Główne pojęcia
A dialogue system is proposed to enable heart failure patients, especially African Americans, to inquire about the salt content in various foods and help them monitor and reduce salt intake.
Streszczenie
The content describes the development of a dialogue system that aims to help heart failure patients, particularly African Americans, monitor and reduce their salt intake. The key highlights are:
Heart failure patients, especially African Americans, face significant health risks due to excessive salt consumption, but lack knowledge and tools to manage their salt intake effectively.
To address this, the authors propose a dialogue system that enables users to inquire about the salt content in different foods and provides accurate information.
The authors create a template-based conversational dataset to train the dialogue system, leveraging the USFDC (U.S. Food Data Central) dataset and developing a food ontology to identify various food attributes.
The authors fine-tune the PPTOD (Plug-and-Play Task-Oriented Dialogue System) model on the dataset using a few-shot approach.
To enhance the system's performance in accurately determining salt values, the authors integrate neuro-symbolic rules with the PPTOD model, creating the NS-PPTOD system.
Experiments show that the integration of neuro-symbolic rules significantly improves the system's performance, with a 20% increase in joint accuracy compared to the fine-tuned PPTOD model.
The authors also compare the readability of the responses from NS-PPTOD and ChatGPT, demonstrating that NS-PPTOD's responses are more accessible to the target audience of heart failure patients.
Statystyki
Excessive sodium intake was associated with around three million deaths and a significant loss of healthy life years in 2017.

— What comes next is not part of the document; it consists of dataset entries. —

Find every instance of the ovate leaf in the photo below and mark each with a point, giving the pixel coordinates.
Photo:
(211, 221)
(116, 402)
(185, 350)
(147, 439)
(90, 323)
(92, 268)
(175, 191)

Only 58% of individuals can accurately read sodium content on nutrition labels, and merely 44% can classify food products as high or low in sodium based on standard labeling.
Cytaty
"Reducing salt intake has been shown to mitigate these health issues."
"African American individuals who are more prone to heart failure (Nayak et al., 2020), have a higher sensitivity to salt and face challenges like food deserts and higher consumption of junk foods."